Hildegard Müller ist seit Anfang 2020 Präsidentin des Verbandes der Automobilindustrie (VDA). Die gelernte Bankkauffrau und studierte Diplomkauffrau saß von 2002 bis 2008 für die CDU im Deutschen Bundestag und war von 2005 bis 2008 Staatsministerin im Bundeskanzleramt. Von 1998 bis 2002 war Müller die erste weibliche Bundesvorsitzende der Jungen Union und gehörte zudem von 1998 bis 2008 dem CDU-Bundesvorstand an. Seit 1999 ist sie stellvertretende Landesvorsitzende der Mittelstands- und Wirtschaftsvereinigung von CDU/CSU (MIT) in Nordrhein-Westfalen und seit 2001 auch Mitglied des Bundesvorstandes der MIT. Nach ihrem Ausscheiden aus der aktiven Politik ging Hildegard Müller zum Bundesverband der Energie- und Wasserwirtschaft e. V. (BDEW), wo sie bis April 2016 Vorsitzende der Hauptgeschäftsführung war. Danach war sie bis 2019 als Vorständin für Netz & Infrastruktur bei der innogy SE tätig. (*)

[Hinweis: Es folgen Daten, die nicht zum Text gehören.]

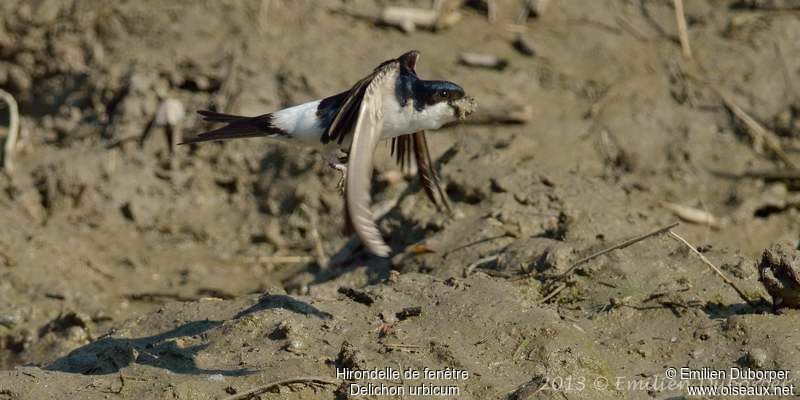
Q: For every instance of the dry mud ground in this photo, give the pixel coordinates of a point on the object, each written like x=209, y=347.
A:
x=128, y=272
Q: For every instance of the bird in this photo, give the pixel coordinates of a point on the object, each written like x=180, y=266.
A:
x=390, y=103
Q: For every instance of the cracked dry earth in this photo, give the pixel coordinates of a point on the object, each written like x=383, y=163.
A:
x=130, y=272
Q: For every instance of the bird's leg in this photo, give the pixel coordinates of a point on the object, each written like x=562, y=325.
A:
x=338, y=161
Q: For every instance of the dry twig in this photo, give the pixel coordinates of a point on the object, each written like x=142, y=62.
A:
x=693, y=215
x=713, y=268
x=683, y=31
x=13, y=130
x=758, y=133
x=617, y=247
x=308, y=380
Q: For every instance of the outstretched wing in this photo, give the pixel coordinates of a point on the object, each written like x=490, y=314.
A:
x=366, y=135
x=348, y=112
x=402, y=146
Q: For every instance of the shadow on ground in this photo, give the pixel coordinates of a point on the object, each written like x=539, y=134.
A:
x=110, y=354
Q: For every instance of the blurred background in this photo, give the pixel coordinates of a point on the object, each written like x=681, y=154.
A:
x=595, y=124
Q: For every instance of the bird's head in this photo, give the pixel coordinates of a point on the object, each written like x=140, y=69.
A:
x=445, y=101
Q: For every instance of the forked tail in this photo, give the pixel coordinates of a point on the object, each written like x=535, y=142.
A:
x=237, y=127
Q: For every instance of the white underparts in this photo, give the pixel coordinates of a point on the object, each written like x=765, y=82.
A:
x=301, y=122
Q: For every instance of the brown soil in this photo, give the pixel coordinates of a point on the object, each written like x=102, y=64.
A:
x=129, y=272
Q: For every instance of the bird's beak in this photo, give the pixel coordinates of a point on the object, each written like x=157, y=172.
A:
x=464, y=106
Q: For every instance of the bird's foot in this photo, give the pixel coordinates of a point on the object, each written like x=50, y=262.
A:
x=342, y=168
x=338, y=161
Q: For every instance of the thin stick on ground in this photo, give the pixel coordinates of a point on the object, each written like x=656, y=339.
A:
x=758, y=133
x=264, y=388
x=13, y=130
x=714, y=268
x=617, y=247
x=553, y=293
x=683, y=31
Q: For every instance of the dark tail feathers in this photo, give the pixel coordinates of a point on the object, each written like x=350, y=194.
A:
x=237, y=127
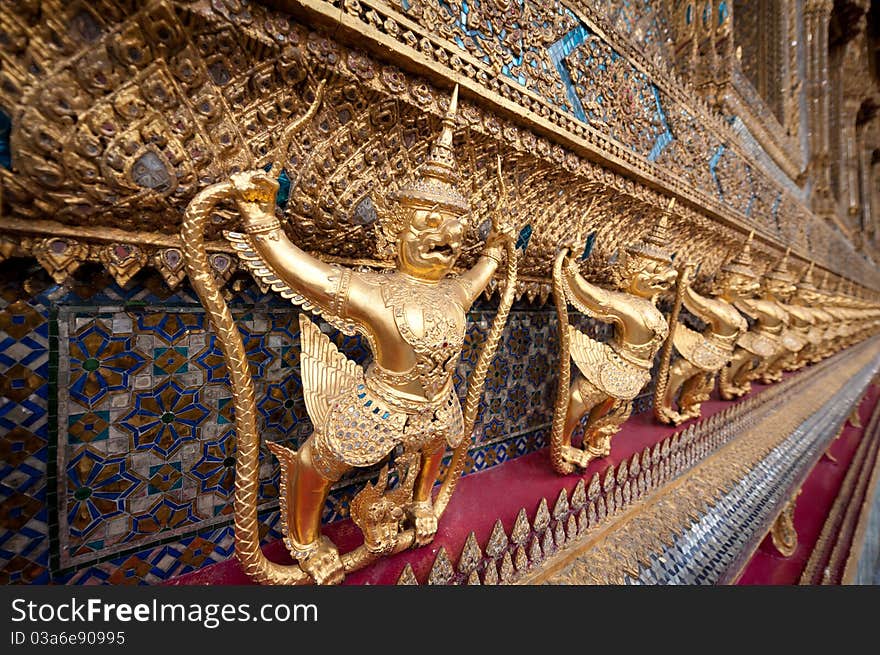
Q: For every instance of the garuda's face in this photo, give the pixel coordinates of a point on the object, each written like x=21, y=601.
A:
x=741, y=285
x=780, y=289
x=808, y=296
x=431, y=243
x=650, y=277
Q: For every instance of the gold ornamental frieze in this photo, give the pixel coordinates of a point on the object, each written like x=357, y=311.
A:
x=414, y=319
x=131, y=114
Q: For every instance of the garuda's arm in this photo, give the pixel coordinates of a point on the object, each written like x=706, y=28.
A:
x=478, y=276
x=589, y=298
x=700, y=306
x=333, y=291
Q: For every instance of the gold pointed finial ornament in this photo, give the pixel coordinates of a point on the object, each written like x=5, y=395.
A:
x=807, y=280
x=781, y=270
x=437, y=181
x=742, y=262
x=654, y=244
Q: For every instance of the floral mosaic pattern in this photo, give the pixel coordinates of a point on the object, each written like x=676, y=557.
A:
x=144, y=424
x=24, y=439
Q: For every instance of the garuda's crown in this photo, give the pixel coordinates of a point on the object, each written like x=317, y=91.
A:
x=654, y=245
x=437, y=179
x=781, y=271
x=807, y=280
x=742, y=263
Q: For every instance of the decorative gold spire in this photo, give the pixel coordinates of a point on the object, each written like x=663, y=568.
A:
x=781, y=271
x=435, y=183
x=807, y=280
x=654, y=244
x=742, y=262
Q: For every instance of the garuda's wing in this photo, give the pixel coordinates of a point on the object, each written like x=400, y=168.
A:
x=268, y=279
x=326, y=372
x=694, y=347
x=608, y=371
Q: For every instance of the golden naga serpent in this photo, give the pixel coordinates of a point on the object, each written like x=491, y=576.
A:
x=562, y=390
x=247, y=535
x=661, y=413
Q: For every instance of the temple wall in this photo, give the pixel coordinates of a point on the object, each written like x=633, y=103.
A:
x=116, y=432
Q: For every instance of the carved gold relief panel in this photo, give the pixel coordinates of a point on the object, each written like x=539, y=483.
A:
x=120, y=113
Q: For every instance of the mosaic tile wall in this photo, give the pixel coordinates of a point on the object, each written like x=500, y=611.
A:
x=116, y=436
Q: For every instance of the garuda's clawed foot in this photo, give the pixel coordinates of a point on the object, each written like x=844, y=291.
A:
x=576, y=456
x=323, y=564
x=424, y=521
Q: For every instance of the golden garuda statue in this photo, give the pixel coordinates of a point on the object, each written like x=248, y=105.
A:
x=690, y=379
x=777, y=286
x=759, y=343
x=814, y=322
x=413, y=317
x=610, y=374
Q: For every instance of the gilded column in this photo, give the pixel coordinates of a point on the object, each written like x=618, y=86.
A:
x=817, y=14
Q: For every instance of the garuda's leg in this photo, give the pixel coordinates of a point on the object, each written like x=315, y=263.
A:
x=772, y=369
x=733, y=381
x=694, y=392
x=604, y=422
x=424, y=519
x=305, y=485
x=583, y=397
x=679, y=373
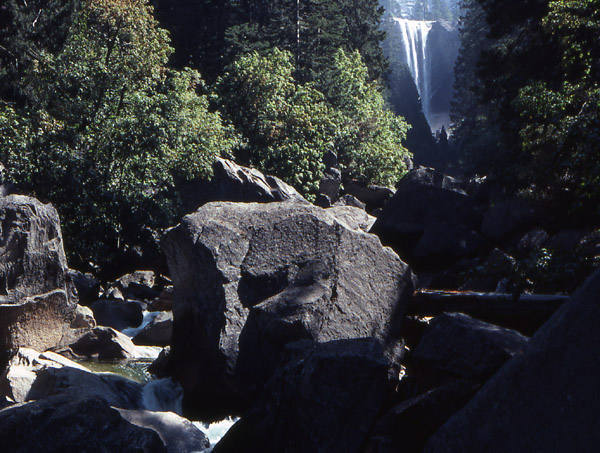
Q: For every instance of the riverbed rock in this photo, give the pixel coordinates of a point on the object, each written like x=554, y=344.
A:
x=178, y=434
x=350, y=200
x=463, y=347
x=325, y=399
x=88, y=287
x=233, y=182
x=164, y=302
x=31, y=375
x=431, y=219
x=84, y=318
x=355, y=218
x=118, y=314
x=138, y=285
x=543, y=400
x=61, y=423
x=35, y=306
x=158, y=332
x=106, y=343
x=250, y=278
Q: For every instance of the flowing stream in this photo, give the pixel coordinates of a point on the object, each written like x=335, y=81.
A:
x=414, y=38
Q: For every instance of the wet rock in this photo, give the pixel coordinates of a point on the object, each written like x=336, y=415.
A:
x=87, y=286
x=106, y=343
x=164, y=302
x=61, y=423
x=84, y=318
x=178, y=434
x=158, y=332
x=31, y=375
x=160, y=366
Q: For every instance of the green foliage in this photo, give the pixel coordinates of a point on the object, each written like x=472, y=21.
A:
x=561, y=114
x=289, y=126
x=370, y=138
x=106, y=129
x=312, y=30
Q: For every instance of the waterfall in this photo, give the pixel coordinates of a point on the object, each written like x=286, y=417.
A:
x=414, y=38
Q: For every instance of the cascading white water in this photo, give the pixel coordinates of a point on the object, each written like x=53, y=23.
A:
x=414, y=38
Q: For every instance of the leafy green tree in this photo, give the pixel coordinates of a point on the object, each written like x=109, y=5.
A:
x=312, y=30
x=107, y=128
x=370, y=138
x=288, y=126
x=560, y=113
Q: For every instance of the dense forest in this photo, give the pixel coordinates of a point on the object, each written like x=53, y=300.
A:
x=338, y=226
x=108, y=106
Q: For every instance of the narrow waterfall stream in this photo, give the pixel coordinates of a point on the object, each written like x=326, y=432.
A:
x=414, y=37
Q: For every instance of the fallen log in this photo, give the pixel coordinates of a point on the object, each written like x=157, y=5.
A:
x=525, y=313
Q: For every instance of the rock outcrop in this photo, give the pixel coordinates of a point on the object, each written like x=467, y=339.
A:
x=36, y=309
x=325, y=399
x=31, y=375
x=543, y=400
x=62, y=424
x=431, y=219
x=250, y=278
x=233, y=182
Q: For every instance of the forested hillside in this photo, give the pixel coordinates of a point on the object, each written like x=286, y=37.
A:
x=102, y=115
x=297, y=226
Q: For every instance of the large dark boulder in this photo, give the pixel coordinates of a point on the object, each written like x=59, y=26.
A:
x=250, y=278
x=232, y=182
x=31, y=375
x=431, y=219
x=35, y=305
x=118, y=314
x=543, y=400
x=463, y=347
x=408, y=425
x=326, y=399
x=61, y=423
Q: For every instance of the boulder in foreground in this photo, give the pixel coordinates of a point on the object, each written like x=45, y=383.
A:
x=544, y=400
x=250, y=278
x=35, y=307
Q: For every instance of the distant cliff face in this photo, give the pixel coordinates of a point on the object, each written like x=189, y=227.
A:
x=427, y=51
x=433, y=10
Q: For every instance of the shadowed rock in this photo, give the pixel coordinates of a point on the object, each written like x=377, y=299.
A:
x=250, y=278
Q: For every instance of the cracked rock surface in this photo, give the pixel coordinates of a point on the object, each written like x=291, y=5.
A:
x=251, y=278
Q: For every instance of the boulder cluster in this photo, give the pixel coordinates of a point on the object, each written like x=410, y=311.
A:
x=304, y=321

"Es gibt ein Zuviel an Verkehr"
29:31 Minuten
VDA-Chefin Hildegard Müller sieht ihre Branche vor enormen Anstrengungen, um das fossile Zeitalter hinter sich zu lassen. Das Auto müsse "neu erfunden werden". Aus Autoherstellern müssten "Mobilitätsanbieter" werden. Und die Politik müsse liefern.
Eine Mehrheit der Deutschen will auch in den Städten nicht auf automobilen Individualverkehr verzichten, glaubt Hildegard Müller, Präsidentin des Verbandes der Deutschen Automobilindustrie (VDA).
Geboten sei jetzt nicht generell "Abschied von der autogerechten Stadt". In Kleinstädten und auf dem Lande sei der private Pkw ohnehin weiterhin unabdingbar. Aber wir befänden uns mitten in "einer der spannendsten gesellschaftlichen Diskussionen" über eine "neue Mobilität". Nicht alles müsse "auf das Auto ausgerichtet sein". Wenn es jedoch aus Gründen des Klimaschutzes und des Umweltschutzes weniger Verkehr geben solle, müssten alle "miteinander und nicht gegeneinander" an Konzepten der Vernetzung, des Sharings und für einen effektiven ÖPNV arbeiten.
Von Autobauern zu Mobilitätsdienstleistern
Am 7. September beginnt die internationale Automobilausstellung – erstmals in München und nicht mehr in Frankfurt. Schon der Name IAA Mobility signalisiere ein verändertes Selbstverständnis der Messe mit angeschlossenen Veranstaltungen. Es präsentieren sich "nicht nur reine Automobilanbieter", sondern zum ersten Mal bei einer Automesse auch Fahrradhersteller. "Es geht nicht mehr 'nur' um das Auto, sondern es geht um ein komplett verändertes Lebens- und Mobilitätsverhalten." Selbstverständlich wollte dabei aber auch die Automobilindustrie ihren Teil an "Lösungen anbieten". Für die aktuelle Situation müsse man insgesamt sagen: "Es gibt ein zu viel an Verkehr."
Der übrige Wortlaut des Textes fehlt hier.